タラコ負荷試験を実施された51人(年齢中央値 6.8歳)に関し、タラコ特異的IgE抗体価・イクラ特異的IgE抗体価により陽性予測ができるかを評価した。
背景
■ 魚卵によるアナフィラキシーや即時型アレルギーが世界中で報告されており、日本では、魚卵は第6位の一般的な食物アレルゲンである。
■ イクラ(salmon roe ;SR)と交差抗原性が高いとされ、タラコ(pollock roe;PR)の経口食物負荷試験(oral food challenges;OFCs)は、実施されてこなかった。

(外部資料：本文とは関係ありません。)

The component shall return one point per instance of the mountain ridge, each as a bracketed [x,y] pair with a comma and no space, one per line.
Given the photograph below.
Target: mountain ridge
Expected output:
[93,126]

■ したがって、PRに過敏性のある患者のPRとSR特異的免疫グロブリンE(IgE)抗体価およびアレルギー反応を評価するために、加熱PRを用いてOFCを実施した。
方法
■ 2006年4月から2016年11月に、加熱されたタラコ(PR) 10~20gで負荷試験が実施された患者の特徴と反応性を評価する後ろ向き研究を行った。
結果
■ 51人(年齢中央値 6.8歳)が評価された。
■ 全員がタラコ(PR)に感作されており、6例(12%)はPRに対する即時反応歴があり、18例(35%)はイクラ(SR)に対する即時反応歴があった。
■ PR特異的およびSR特異的IgE抗体価の中央値は、それぞれ3.4kUA / Lおよび9.9kUA / Lだった。
■ 7人(14%)がOFC陽性だったが、アナフィラキシーはなかった。
■ 誘発症状は軽度であり、限局性蕁麻疹、のどの痒み、断続的な咳嗽、軽度の腹痛だった。
■ 経口抗ヒスタミン剤を用いて軽度の腹痛のあった1人を治療した。
■ SR特異的IgEについて、OFC陽性患者とOFC陰性患者に、即時反応歴やPRおよびPR特異的IgE抗体価の有意差はなかった。
論文より引用。タラコ特異的IgE抗体価の有用性は低いが、タラコ/イクラ特異的抗体価の比はAUCが高い。
■ しかし、SR特異的IgE抗体価で調整されたPR特異的IgE抗体価に有意差が見出され(p = 0.025)、PR特異的IgE / SR特異的IgE比にも有意差があった(p = 0.009)。
論文から引用。タラコ特異的抗体価はあまり陽性予測に有用でないが、タラコ/イクラ特異的抗体価の比は陽性予測に有用。
結論
■ SR特異的IgE抗体価で調整されたPR特異的IgE / SR特異的IgE比やPR特異的IgE抗体価上昇は、OFC陽性の危険因子だった。
結局、何がわかった?
✅加熱タラコ10~20gで経口負荷試験を行い、陽性予測に関する検討を行ったところ、イクラ特異的IgE抗体価で調整されたタラコ特異的IgE抗体価で陽性予測に有意差が見出され(p = 0.025)、タラコ特異的IgE / イクラ特異的IgE比も有意差が認められた(p = 0.009)。
✅これらをもとに、タラコ特異的IgE / イクラ特異的IgE比によるプロバビリティカーブが作成された。
加熱タラコの経口負荷試験陽性予測に対し、タラコ特異的IgE抗体価自体よりもタラコ/イクラ特異的抗体価の比が有用。
■ 例数が多くないことと陽性例も7例とすくないことから、このまま臨床に使う場合には慎重さも必要でしょうけれどもイクラ特異的IgE抗体価との比を考慮するというのは面白いですね。
■ 「加熱」タラコであることから、生では症状が出やすくなることが予測されますので、実際の運用には注意が必要かもしれません。
■ それでも臨床に即した報告と思います。
今日のまとめ!
✅加熱タラコ負荷試験の陽性予測は、タラコ/イクラ特異的IgE抗体価の比が有用。